Universities, like any modern organization, use their trademarks to express their distinct identity, market themselves, and generate revenue from branded goods and services. Universities, of course, are a special sort of endeavor and in recognition of this special status, Parliament has enabled universities to take advantage of a uniquely Canadian category of trademarks called “Prohibited Marks”. In this article, we’ll explain how they’re easier to obtain, easier to enforce and easier to maintain than regular trademarks, and should therefore form part of every educational institution’s trademark portfolio.
Section 9 of the Canadian Trademarks Act prohibits people from adopting a mark which is likely to be mistaken for any badge, crest, emblem or mark of any university, Canadian military force, or public authority. Regular marks and Prohibited Marks share the same basic function – they prevent others from associating their goods and/or services with that same mark.
Universities are automatically entitled to Prohibited Marks under Canadian law. Other educational institutions, such as colleges and institutes, may be entitled to a very similar sort of mark, called “Official Marks” if they can show that the government exercises a significant degree of control over their operations.
|What qualifies as a “significant degree of control” is a well-litigated point in Canada – stay tuned for another article exploring this point. Suffice it to say, it’s more likely than you may think.|
Prohibited Marks enjoy special advantages over regular trademarks.
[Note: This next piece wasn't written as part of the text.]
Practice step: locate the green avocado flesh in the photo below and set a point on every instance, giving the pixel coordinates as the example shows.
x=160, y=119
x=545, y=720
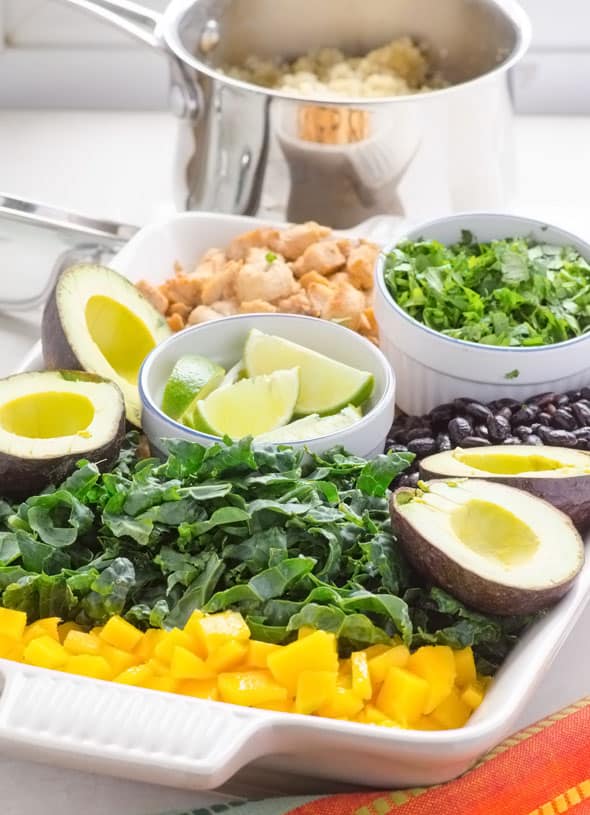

First, they’re easier to obtain. Some of the normal restrictions on trademark registrations do not apply to Prohibited Marks. For instance, a Prohibited Mark can: clearly describe the university’s goods or services, consist of a name or surname, or identify the geographical location of the university (the Trademark Office would likely refuse a regular trademark that had these features). Also, the process of objecting to a new Prohibited Mark is more onerous than objecting to a regular trademark, which decreases the likelihood that a new Prohibited Mark will actually be challenged, except upon truly substantive grounds.
Second, they’re easier to enforce. Once a Prohibited Mark is effective, no one may register a new trademark if that new trademark resembles the Prohibited Mark. If a university has a regular trademark and a new, competing trademark is applied for, the university must prove that a consumer would be confused about the source of goods or services associated with the new trademark, which can be more difficult than proving mere resemblance. Also, Prohibited Marks prevent other people from beginning use of a similar mark with any goods or services (generally, regular trademarks block only goods and services that the owner provides).
Third, they’re easier to maintain. Prohibited Marks are not “registered”, and therefore do not need to be renewed and are not subject to cancellation for non-use.
These distinct advantages afforded by Prohibited Marks are such that, in commercial terms, obtaining and maintaining these marks is more cost-effective and certain than registering regular trademarks, with greater enforceability rights. Prohibited Marks can also be easier to license than regular trademarks: often you don’t need to provide for the same level of control over licensees (more on this topic later, in our upcoming article on licensing Prohibited and Official Marks).
All in all, every university should ensure that their brand protection strategy includes protection under section 9.
This article is the first in a series about trademarks focused on the Canadian post-secondary sector.